Таким образом я передал все, что в моем положении мог узнать о неожиданной войне, так самонадеянно начатой шведским королем. Но из уважения к знаменитому монарху и по беспристрастию, которому не хочу изменить, я, при воспоминании об отважности Густава, внушенной ему рыцарским характером и жаждой славы, не должен изобразить его только таким, каким его описывали мне враги его. Немного нужно слов, чтобы оправдать короля, который, оправившись после первых ударов, твердостью духа поборол неудачи, козни и возмущение, спас свою славу, ободрил унывавших, восстановил преданность к себе, храбро сражался, заслужил похвалы среди невзгод и честным миром окончил войну, неблагоразумно начатую.
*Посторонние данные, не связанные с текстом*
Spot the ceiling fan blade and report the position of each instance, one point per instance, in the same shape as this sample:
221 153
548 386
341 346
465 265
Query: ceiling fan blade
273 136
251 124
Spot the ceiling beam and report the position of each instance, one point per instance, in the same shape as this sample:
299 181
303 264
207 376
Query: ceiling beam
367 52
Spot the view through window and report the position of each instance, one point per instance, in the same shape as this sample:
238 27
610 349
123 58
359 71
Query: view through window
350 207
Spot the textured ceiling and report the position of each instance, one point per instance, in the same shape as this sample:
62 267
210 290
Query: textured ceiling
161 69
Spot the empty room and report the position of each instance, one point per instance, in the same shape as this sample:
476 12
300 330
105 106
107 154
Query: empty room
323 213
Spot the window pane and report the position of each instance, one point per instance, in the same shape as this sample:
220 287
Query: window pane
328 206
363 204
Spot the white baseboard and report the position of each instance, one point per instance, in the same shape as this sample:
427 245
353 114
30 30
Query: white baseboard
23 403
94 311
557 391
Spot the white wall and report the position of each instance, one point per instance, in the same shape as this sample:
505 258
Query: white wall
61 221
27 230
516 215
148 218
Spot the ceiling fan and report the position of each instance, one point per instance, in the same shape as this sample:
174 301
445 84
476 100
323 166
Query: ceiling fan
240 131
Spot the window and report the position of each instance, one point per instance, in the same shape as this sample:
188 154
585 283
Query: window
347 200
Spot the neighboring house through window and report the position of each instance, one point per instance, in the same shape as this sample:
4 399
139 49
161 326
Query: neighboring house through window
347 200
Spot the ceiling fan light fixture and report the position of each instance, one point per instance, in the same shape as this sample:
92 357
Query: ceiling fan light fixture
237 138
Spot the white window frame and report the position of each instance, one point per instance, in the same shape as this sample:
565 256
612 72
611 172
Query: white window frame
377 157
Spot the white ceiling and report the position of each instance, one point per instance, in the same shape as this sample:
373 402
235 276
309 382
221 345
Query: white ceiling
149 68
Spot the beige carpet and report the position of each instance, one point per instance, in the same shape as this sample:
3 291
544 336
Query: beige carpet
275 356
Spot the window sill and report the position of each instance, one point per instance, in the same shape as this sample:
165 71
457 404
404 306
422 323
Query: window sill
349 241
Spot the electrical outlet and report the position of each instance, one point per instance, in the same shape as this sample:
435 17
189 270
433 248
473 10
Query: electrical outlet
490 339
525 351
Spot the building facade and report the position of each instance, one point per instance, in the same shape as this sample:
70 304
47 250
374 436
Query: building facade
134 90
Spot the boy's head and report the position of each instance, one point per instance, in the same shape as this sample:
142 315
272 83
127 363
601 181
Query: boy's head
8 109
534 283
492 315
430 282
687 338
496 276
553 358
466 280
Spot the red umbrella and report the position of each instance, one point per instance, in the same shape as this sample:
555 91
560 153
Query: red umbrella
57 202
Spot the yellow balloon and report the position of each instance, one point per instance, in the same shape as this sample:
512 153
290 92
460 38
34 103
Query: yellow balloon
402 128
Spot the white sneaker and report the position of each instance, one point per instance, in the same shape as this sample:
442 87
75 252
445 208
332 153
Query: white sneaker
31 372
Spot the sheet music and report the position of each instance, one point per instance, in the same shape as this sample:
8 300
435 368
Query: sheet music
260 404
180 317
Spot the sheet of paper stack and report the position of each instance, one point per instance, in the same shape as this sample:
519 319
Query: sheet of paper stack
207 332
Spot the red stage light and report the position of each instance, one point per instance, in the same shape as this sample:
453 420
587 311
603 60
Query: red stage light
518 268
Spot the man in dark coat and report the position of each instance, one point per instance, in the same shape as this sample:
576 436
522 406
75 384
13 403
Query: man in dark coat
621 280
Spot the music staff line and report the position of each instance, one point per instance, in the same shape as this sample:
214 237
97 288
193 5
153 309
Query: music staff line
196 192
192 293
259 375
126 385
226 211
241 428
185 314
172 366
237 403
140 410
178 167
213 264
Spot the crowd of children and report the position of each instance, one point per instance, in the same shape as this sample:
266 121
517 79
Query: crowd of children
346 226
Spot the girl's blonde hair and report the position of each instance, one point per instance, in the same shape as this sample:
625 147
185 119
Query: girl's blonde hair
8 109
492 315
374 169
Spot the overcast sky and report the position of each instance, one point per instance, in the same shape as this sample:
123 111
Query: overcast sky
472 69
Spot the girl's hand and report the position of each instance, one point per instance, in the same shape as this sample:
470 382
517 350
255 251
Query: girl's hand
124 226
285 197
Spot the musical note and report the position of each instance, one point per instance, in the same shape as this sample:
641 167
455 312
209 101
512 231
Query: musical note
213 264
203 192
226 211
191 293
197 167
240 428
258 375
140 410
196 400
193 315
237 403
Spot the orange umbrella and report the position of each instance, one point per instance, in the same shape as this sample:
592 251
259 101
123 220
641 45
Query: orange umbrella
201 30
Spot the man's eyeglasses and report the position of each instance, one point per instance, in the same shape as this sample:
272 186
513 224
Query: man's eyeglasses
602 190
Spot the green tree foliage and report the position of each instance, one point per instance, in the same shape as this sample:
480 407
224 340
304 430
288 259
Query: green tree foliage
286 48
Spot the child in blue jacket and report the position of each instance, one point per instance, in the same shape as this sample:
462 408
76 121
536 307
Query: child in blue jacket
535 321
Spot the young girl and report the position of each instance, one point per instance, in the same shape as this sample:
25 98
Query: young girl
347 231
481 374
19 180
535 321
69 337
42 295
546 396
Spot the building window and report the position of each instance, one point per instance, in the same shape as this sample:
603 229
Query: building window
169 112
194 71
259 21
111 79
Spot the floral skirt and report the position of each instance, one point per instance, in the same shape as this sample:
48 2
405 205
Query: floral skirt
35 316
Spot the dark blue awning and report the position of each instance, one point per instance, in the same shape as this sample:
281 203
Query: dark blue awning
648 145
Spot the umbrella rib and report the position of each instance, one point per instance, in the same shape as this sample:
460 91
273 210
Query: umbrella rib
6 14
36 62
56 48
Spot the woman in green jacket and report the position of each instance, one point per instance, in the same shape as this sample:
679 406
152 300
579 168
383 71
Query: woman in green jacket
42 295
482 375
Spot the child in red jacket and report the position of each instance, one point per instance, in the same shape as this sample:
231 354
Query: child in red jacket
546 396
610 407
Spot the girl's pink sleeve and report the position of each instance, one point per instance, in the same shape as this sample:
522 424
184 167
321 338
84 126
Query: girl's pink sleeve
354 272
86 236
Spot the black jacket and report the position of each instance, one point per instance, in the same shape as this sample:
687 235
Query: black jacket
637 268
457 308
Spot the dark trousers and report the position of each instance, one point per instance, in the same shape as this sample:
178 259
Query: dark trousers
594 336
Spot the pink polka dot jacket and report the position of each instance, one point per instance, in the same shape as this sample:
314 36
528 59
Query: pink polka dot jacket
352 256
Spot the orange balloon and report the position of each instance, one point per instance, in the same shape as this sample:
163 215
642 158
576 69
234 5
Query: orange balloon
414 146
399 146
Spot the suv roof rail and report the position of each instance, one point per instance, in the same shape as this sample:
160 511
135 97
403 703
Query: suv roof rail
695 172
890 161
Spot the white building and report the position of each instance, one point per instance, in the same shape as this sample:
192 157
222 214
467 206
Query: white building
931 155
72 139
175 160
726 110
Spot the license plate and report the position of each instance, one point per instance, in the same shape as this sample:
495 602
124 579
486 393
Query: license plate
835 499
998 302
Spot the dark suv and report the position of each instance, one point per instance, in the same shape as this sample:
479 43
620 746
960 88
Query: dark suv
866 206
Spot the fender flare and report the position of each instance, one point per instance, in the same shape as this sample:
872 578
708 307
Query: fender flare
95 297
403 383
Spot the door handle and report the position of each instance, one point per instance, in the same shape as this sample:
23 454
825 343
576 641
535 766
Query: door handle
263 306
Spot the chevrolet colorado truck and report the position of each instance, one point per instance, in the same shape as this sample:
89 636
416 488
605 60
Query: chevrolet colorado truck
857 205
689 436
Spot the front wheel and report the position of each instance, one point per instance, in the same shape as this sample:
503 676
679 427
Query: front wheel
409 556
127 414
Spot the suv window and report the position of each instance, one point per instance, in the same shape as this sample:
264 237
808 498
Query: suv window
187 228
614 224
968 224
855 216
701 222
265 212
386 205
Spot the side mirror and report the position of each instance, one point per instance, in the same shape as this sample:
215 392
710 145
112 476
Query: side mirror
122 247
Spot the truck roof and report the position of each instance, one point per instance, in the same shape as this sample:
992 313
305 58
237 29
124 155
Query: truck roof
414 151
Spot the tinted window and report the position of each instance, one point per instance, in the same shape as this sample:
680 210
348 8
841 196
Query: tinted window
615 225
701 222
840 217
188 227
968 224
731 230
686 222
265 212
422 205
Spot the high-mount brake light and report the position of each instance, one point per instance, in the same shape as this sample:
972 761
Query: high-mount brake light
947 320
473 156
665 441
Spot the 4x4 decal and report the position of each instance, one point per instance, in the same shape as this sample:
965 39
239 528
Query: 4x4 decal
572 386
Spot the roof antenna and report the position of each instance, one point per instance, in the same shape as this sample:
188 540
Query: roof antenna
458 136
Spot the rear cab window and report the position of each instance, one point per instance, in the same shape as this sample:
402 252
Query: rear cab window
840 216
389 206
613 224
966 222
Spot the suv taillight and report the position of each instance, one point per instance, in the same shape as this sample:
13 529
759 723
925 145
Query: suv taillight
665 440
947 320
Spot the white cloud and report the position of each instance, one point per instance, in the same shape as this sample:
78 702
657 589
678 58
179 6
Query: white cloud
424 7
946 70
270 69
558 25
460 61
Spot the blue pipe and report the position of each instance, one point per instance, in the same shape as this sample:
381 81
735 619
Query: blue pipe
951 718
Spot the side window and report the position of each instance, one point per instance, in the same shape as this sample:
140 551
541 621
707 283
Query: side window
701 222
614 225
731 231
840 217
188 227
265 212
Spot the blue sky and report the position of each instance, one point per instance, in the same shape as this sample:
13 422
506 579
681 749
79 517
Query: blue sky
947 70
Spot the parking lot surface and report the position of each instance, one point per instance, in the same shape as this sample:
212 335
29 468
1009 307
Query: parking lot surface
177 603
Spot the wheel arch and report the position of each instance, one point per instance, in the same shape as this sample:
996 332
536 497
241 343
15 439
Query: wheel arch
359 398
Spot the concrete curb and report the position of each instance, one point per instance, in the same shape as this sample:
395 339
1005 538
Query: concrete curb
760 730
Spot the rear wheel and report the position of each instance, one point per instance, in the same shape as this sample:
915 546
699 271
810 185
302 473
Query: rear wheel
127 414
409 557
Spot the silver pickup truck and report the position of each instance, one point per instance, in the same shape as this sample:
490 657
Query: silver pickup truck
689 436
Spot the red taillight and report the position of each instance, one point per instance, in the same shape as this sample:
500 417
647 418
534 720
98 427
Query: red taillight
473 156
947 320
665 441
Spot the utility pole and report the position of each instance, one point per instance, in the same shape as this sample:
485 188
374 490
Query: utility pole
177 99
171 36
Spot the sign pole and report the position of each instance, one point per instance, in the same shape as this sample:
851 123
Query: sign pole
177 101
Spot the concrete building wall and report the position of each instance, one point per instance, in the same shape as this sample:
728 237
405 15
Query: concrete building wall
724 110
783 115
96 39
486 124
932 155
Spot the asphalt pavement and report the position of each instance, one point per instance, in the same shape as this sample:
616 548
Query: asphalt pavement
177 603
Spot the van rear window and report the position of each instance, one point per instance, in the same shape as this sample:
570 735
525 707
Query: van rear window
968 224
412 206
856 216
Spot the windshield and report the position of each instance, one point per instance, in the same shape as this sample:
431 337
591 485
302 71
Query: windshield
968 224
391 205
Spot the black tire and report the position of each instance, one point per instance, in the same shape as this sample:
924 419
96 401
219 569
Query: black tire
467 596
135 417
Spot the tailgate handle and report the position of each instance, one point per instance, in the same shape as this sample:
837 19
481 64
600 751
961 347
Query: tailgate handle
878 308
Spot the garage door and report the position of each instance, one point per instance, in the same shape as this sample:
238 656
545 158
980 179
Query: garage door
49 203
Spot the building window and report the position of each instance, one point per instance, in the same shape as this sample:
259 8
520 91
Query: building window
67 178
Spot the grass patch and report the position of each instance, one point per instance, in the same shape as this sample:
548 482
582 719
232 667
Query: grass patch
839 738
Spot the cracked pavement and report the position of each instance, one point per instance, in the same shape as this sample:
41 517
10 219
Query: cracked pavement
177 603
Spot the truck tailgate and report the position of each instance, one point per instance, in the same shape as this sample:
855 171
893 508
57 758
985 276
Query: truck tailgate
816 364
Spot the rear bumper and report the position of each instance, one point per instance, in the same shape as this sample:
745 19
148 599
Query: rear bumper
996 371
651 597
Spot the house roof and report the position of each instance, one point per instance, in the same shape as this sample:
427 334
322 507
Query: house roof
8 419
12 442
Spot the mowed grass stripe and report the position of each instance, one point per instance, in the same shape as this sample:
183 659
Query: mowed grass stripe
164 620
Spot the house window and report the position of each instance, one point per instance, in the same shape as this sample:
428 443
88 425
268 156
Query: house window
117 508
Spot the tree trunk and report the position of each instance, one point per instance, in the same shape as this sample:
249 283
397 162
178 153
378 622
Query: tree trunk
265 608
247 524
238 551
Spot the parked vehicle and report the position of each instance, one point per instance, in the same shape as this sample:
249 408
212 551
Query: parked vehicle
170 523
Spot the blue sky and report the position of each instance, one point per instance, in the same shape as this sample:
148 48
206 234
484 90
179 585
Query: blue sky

Густав III в наше время играл такую важную роль в Европе, что после упреков, высказанных врагами, не мог не заслужить справедливых похвал за свой ум, великодушие, любовь к отечеству и многие достоинства, которыми он привязал к Себе почетнейших людей Швеции. Как автор записок, а не историк, я не буду распространяться и постараюсь только повить его таким, каким мне изобразили его друг и любимец его барон Армфельд и г. Ернштром, один из его генералов, который по смерти короля сохранил любовь к нему.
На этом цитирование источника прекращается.